MEU TIMÃO:  Rodinei será um dos personagens mais interessantes do duelo entre Corinthians e Flamengo na semifinal da Copa do Brasil - primeiro duelo acontece nesta quarta-feira, às 21h45, no Maracanã. O lateral-direito, que é considerado importante peça no elenco rubro-negro e deve ser titular, sofreu espécie de bullying no Corinthians - e assumiu que foi por sua culpa.

Em alta no Flamengo desde 2016, Rodinei é daqueles casos de jogador que poderia ter brilhado no Corinthians, mas no fim das contas a grande maioria da torcida nem lembra que pelo Timão passou. Com a camisa alvinegra, foram apenas três minutos em campo...

Tudo começou em 2012. Com apenas 20 anos de idade e recém-revelado pelo Avaí, o ainda desconhecido lateral foi emprestado pela equipe catarinense ao Corinthians. No CT Joaquim Grava, encontrou estrelas nacionais e internacionais como Emerson Sheik e Paolo Guerrero. Posteriormente, ainda seria colega de time de Alexandre Pato, contratado em 2013.

Foto: Divulgação
Dono de uma personalidade um tanto quanto "caipira", como ele mesmo já descreveu, se deslumbrou com a chance talvez precoce em um elenco multicampeão e recheado de estrelas. Pouco se dedicando aos treinos e conselhos de comissão técnica e demais atletas, caiu na pilha de algumas brincadeiras provocativas dos próprios Sheik, Guerrero e Pato.

Em entrevista concedida no fim de 2015 ao GloboEsporte.com, quando já dava a volta por cima em sua ainda promissora carreira pela Ponte Preta, Rodinei chegou a revelar o apelido que, numa espécie de bullying, recebeu do elenco corinthiano em sua passagem de 2012 e 2013: "bom de bola", num tom irônico. Pelo Timão, ele somente somente entrou em campo no dia 17 de outubro de 2012, numa derrota de 2 a 0 para o Cruzeiro, substituindo Willian Arão aos 42 minutos do segundo tempo. Foi a única chance dada pelo técnico Tite.
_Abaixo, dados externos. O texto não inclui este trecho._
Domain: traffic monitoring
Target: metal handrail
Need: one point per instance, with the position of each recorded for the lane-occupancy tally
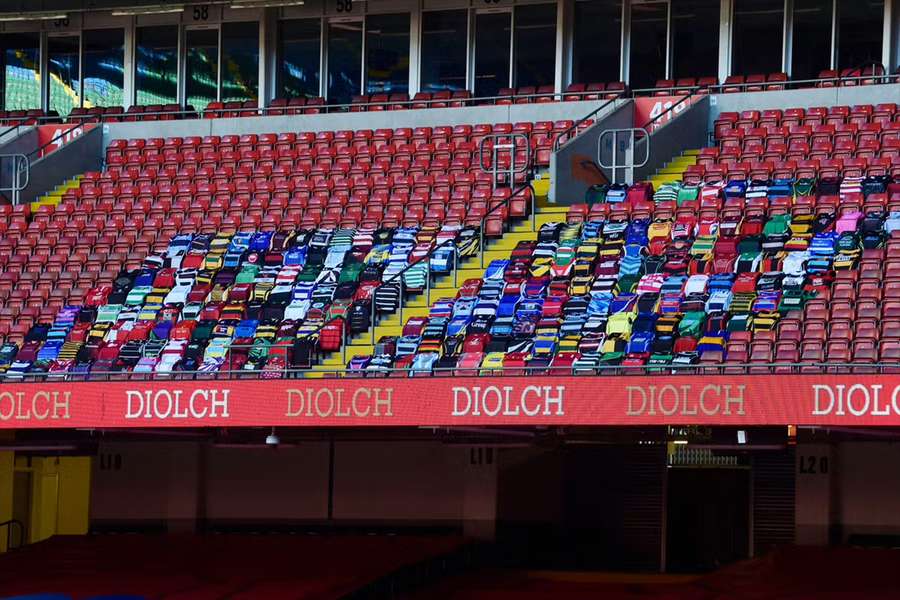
(191, 113)
(21, 164)
(558, 141)
(549, 370)
(9, 527)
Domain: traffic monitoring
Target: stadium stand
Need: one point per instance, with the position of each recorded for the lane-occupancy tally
(778, 246)
(270, 238)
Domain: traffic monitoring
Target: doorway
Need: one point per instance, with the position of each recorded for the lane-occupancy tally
(649, 44)
(707, 518)
(345, 41)
(201, 67)
(64, 67)
(493, 44)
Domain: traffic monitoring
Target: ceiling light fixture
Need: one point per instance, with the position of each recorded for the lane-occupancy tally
(267, 3)
(148, 10)
(33, 16)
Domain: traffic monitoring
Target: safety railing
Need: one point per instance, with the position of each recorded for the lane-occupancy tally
(873, 78)
(548, 370)
(189, 113)
(564, 136)
(631, 163)
(19, 173)
(67, 133)
(10, 525)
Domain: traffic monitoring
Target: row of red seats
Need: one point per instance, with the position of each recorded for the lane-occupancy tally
(852, 76)
(734, 209)
(815, 116)
(722, 170)
(309, 139)
(873, 152)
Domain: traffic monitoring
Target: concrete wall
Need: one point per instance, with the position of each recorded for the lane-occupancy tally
(868, 477)
(175, 485)
(846, 490)
(16, 141)
(80, 155)
(573, 167)
(687, 130)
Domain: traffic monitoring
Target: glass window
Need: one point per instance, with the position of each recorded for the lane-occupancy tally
(21, 71)
(156, 70)
(240, 61)
(695, 38)
(860, 30)
(444, 41)
(649, 35)
(535, 44)
(104, 74)
(387, 54)
(757, 36)
(598, 41)
(202, 67)
(811, 42)
(62, 64)
(344, 61)
(491, 53)
(298, 60)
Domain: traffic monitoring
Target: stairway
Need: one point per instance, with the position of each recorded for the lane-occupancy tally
(54, 197)
(675, 168)
(442, 287)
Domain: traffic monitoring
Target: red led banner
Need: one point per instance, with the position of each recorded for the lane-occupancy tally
(622, 400)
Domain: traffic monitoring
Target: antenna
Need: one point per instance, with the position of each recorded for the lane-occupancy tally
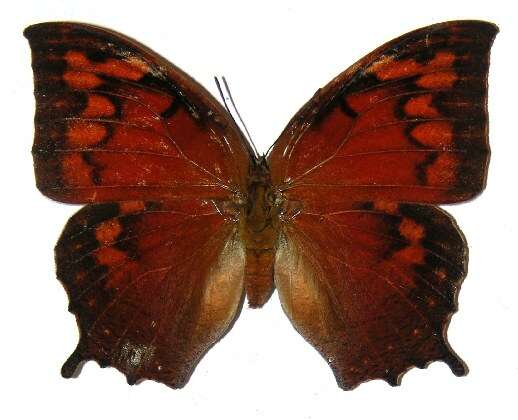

"Os caras viraram meus amigos, mas meu apelido era mesmo 'bom de bola'. Eu brincava muito, em vez de levar a sério, e isso atrapalhava. Eu levava tudo na brincadeira. Via o Guerrero, o Sheik e o Pato zoando comigo e ficava empolgado. Sou um cara do interior (é natural de Tatuí, em São Paulo), sempre vi esses caras na televisão, comecei a ganhar um salário maior e dei uma deslumbrada. Pensei: agora estou bem, é hora de fazer minha vida. Eu me enganei. Tinha a oportunidade de estar até hoje jogando no Corinthians, mas levei tudo na brincadeira, dentro e fora de campo. O Tite ficava de olho, e não me colocava para jogar", relatou Rodinei na época, já assumindo sua parcela de responsabilidade.

"O que eu passei no Corinthians serviu de lição. Eu amadureci e agora penso de outro jeito e faço tudo ao contrário na Ponte. Na hora de trabalhar sou sério. Deixo as brincadeiras para as entrevistas, mas em campo disputo a bola sempre com a mesma intensidade. Por isso esse sucesso dentro e fora de campo. Estou no caminho certo e espero conquistar grandes coisas ainda", completou, na entrevista concedida pouco antes de acertar sua transferência ao Flamengo, onde já chegou a ser até mesmo cogitado para a Seleção Brasileira.

Dono de uma personalidade um tanto quanto "caipira", como ele mesmo já descreveu, se deslumbrou com a chance talvez precoce.